Abstract
1447
Objectives: Patients with cancer are at increased risk for cardiovascular disease due to common risk factors and anticancer treatments that may lead to toxic effects in the heart. In response to the increasing awareness of the issue of heart health in cancer patients, cardio-oncology is emerging as a new specialty. Whole-body 18F-FDG PET is routinely used for oncological imaging but conventional protocols are not well suited to cardiac imaging. 30-40% of standard oncological FDG-PET scans do not show visible myocardium at all in part because the oncological patient preparation protocol minimizes FDG uptake in heart muscle. In this work, we demonstrate the feasibility of a total-body parametric FDG-PET method using the conventional oncological patient preparation protocol to enable simultaneous visualization and multi-parametric imaging of the myocardium in patients with cancer for integrated cardio-oncological imaging.

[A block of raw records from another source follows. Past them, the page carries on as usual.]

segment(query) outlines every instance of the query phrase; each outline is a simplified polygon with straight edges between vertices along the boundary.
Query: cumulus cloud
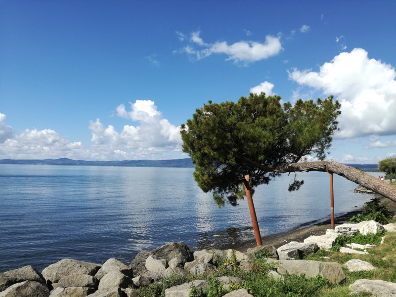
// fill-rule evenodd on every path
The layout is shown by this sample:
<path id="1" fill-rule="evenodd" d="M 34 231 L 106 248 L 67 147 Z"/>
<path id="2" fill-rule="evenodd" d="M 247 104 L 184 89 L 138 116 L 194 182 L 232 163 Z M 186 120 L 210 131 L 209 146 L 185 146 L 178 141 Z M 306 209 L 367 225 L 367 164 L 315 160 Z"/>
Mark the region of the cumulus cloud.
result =
<path id="1" fill-rule="evenodd" d="M 273 96 L 275 95 L 272 91 L 274 86 L 273 84 L 265 81 L 251 88 L 250 92 L 260 94 L 262 92 L 264 92 L 266 96 Z"/>
<path id="2" fill-rule="evenodd" d="M 276 55 L 282 49 L 280 38 L 269 36 L 265 37 L 265 42 L 264 43 L 241 41 L 232 44 L 228 44 L 226 42 L 210 44 L 205 42 L 200 37 L 200 32 L 197 31 L 191 34 L 190 41 L 192 45 L 197 45 L 200 48 L 196 49 L 193 46 L 188 44 L 176 52 L 184 52 L 195 57 L 197 60 L 218 53 L 227 55 L 228 57 L 226 60 L 249 63 Z"/>
<path id="3" fill-rule="evenodd" d="M 14 130 L 11 126 L 6 126 L 5 115 L 0 113 L 0 143 L 4 142 L 8 139 L 11 138 L 14 134 Z"/>
<path id="4" fill-rule="evenodd" d="M 4 123 L 5 115 L 0 114 L 0 159 L 157 160 L 172 159 L 174 153 L 181 152 L 180 127 L 163 119 L 154 101 L 136 100 L 130 105 L 129 110 L 124 104 L 117 106 L 117 115 L 138 125 L 126 125 L 119 132 L 99 119 L 90 121 L 91 145 L 86 148 L 51 129 L 26 129 L 14 136 Z"/>
<path id="5" fill-rule="evenodd" d="M 131 110 L 121 104 L 116 110 L 119 117 L 138 122 L 136 127 L 125 125 L 120 132 L 109 125 L 106 128 L 97 119 L 90 121 L 89 128 L 92 133 L 91 142 L 97 145 L 107 145 L 109 148 L 119 151 L 157 148 L 179 149 L 181 145 L 180 127 L 176 127 L 162 118 L 154 101 L 137 100 L 130 103 Z"/>
<path id="6" fill-rule="evenodd" d="M 362 48 L 343 52 L 319 72 L 293 69 L 289 79 L 334 95 L 342 104 L 341 138 L 396 133 L 396 71 Z"/>
<path id="7" fill-rule="evenodd" d="M 305 33 L 309 30 L 309 26 L 307 25 L 303 25 L 301 28 L 300 28 L 300 32 L 302 33 Z"/>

Methods: Four consecutive patients with metastatic kidney cancer were injected with 10 mCi of 18F-FDG and underwent a dynamic scan on the EXPLORER total-body PET/CT system. Prior Ethics Committee/IRB approval and informed consent were obtained. Each patient fasted for 6 hours prior to FDG injection. Total-body dynamic data were acquired for 60 minutes and binned into 29 time frames. The static PET standardized uptake value (SUV) was calculated for the last time frame (55-60 minutes). The time activity curve (TAC) from the left ventricle (LV) was used as the image-derived input function for each subject. Two approaches were used for parametric imaging with compartmental modeling. One is the standard approach that uses a single irreversible two-tissue (2T) compartmental model for all image voxels, and the other is an improved approach that deploys model selection with the Akaike information criterion to select the best kinetic model for each voxel from three candidate models: the 2T model, a one-tissue (1T) compartmental model, and a zero-tissue (0T) model (i.e., the blood compartment only). Parametric images of the FDG net influx rate Ki and the blood-to-tissue glucose transport rate K1 were generated for each approach. These parametric images were then compared with the SUV image for visualizing the myocardium.

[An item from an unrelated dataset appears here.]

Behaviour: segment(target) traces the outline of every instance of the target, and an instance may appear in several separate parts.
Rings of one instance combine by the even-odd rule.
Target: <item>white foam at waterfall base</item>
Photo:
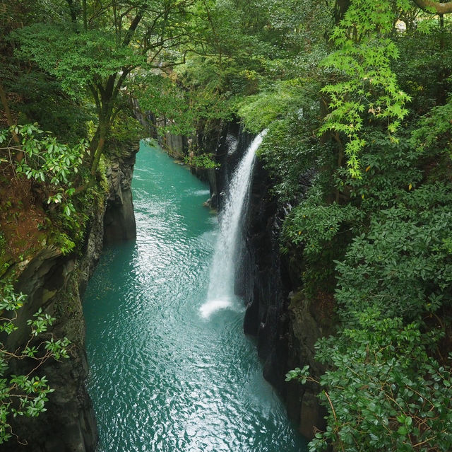
[[[256,151],[266,133],[266,130],[261,132],[253,140],[231,179],[219,219],[220,233],[212,263],[207,301],[199,309],[204,318],[233,306],[234,271],[242,212],[248,198]]]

Results: The myocardium is difficult to see on the standard SUV image in three of the four cancer patients due to either low FDG uptake or lack of contrast with the blood pool. Parametric imaging of Ki using only the 2T model suffers from artificially high Ki values in the blood pool due to overfitting of the model in those blood voxels. Improved parametric imaging with model selection overcomes the overfitting problem by adaptively assigning the appropriate compartmental model to each voxel. The resulting Ki image can improve the visualization of the myocardium. The four patients demonstrate three representative FDG uptake patterns in the myocardium: no or low uptake, diffuse uptake, and focused uptake on the SUV image. Myocardial visualization was improved by Ki (using parametric imaging with model selection) in all subjects. While Ki characterizes glucose metabolism, this method also extracts K1 that reflects glucose transport, thus providing multiparametric imaging of the myocardium in patients with cancer.

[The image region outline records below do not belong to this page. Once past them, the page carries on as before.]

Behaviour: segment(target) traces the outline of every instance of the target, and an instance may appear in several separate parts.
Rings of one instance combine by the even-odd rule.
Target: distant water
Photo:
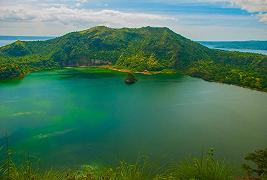
[[[17,40],[21,41],[44,41],[52,39],[53,37],[48,36],[0,36],[0,46],[11,44]]]
[[[232,49],[232,48],[217,48],[212,45],[206,45],[203,44],[204,46],[211,48],[211,49],[221,49],[221,50],[226,50],[226,51],[239,51],[239,52],[251,52],[251,53],[258,53],[258,54],[264,54],[267,55],[266,50],[256,50],[256,49]]]
[[[240,167],[267,147],[267,93],[183,75],[124,78],[65,69],[2,82],[0,134],[16,156],[61,167],[142,155],[164,165],[210,147]]]

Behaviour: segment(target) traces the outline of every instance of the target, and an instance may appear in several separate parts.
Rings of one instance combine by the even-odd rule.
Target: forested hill
[[[0,48],[0,78],[65,66],[112,64],[133,71],[179,70],[205,80],[267,91],[267,56],[212,50],[168,28],[104,26]]]

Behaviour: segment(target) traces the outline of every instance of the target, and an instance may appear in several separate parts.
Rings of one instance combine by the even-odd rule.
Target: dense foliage
[[[18,165],[20,164],[20,165]],[[146,158],[135,163],[121,161],[116,167],[84,165],[80,169],[41,170],[30,155],[15,163],[12,151],[6,149],[0,161],[2,180],[234,180],[232,168],[213,155],[154,167]]]
[[[267,179],[267,148],[249,153],[245,160],[253,163],[252,165],[249,163],[243,165],[248,175],[256,174]]]
[[[168,28],[100,26],[0,48],[0,79],[43,69],[107,64],[133,71],[179,70],[205,80],[267,91],[267,56],[212,50]]]

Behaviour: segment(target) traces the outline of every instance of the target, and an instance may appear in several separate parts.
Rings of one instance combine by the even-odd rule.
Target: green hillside
[[[133,71],[174,69],[209,81],[267,91],[267,56],[212,50],[168,28],[99,26],[0,48],[0,79],[44,69],[105,64]]]

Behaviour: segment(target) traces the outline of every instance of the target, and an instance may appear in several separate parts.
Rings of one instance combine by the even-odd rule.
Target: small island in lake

Conclusions: Standard SUV images by static PET do not show myocardium in a significant portion of oncological FDG-PET scans. Parametric imaging with voxel-wise model selection can overcome this problem and provides multiparametric imaging of the myocardium without changing the patient preparation protocol. In the future, the parametric images can be further combined with data-driven cardiac gating to measure LV ejection fraction and wall motion. Such a cardio-oncological PET method has the potential to monitor the changes in myocardial glucose transport, glucose metabolism, and cardiac function in patients with cancer for cardio-oncology without the need for an additional dedicated cardiac imaging scan.